Trustworthiness of LLMs output is one of the important considerations for safe deployment of LLMs in production.Once of the straightforward way to do so is by measuring quality of selected outputs of LLMs. Reinforcement Learning from Human Feedback (RLHF) is one of the widely used method for better quality-calibrated models.
Since human feedback data is expensive to obtain, the paper has explored the use of token-level self-evaluation to improve the accuracy and quality of generated content by large language models. Experimental results show that self-evaluation based scores are effective in selective generation. and thereby improving the self-evaluation ability of LLMs to improve quality-calibration.
The paper proposes methods to convert open-ended generation into token-level evaluation tasks that the LLM can self-evaluate, such as multi-choice question answering or true/false evaluation. Two main methods are proposed: Sample & Select (multi-choice) and Sample & Eval (true/false).

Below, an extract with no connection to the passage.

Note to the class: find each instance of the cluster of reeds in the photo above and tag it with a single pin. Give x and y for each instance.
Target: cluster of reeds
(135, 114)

Experiments on TRUTHFULQA and TL;DR datasets show the self-evaluation scores significantly improve calibration for selective generation compared to sequence likelihood scores. The hybrid method with a “none of the above ’’ option performs the best overall on accuracy, calibration AUC, and selective AUC metrics. Self-evaluation provides a way to improve calibration of LLMs for selective text generation, without needing extra training data.
One of the pitfalls I can see in this paper is that all experiments are carried out with PALM-2 and GPT-3 rather than GPT-3.5 or GPT-4 models as OpenAI API does not provide output log-probabilities for them. It will be interesting to see how Self-Evaluation holds up against GPT-3.5 + models.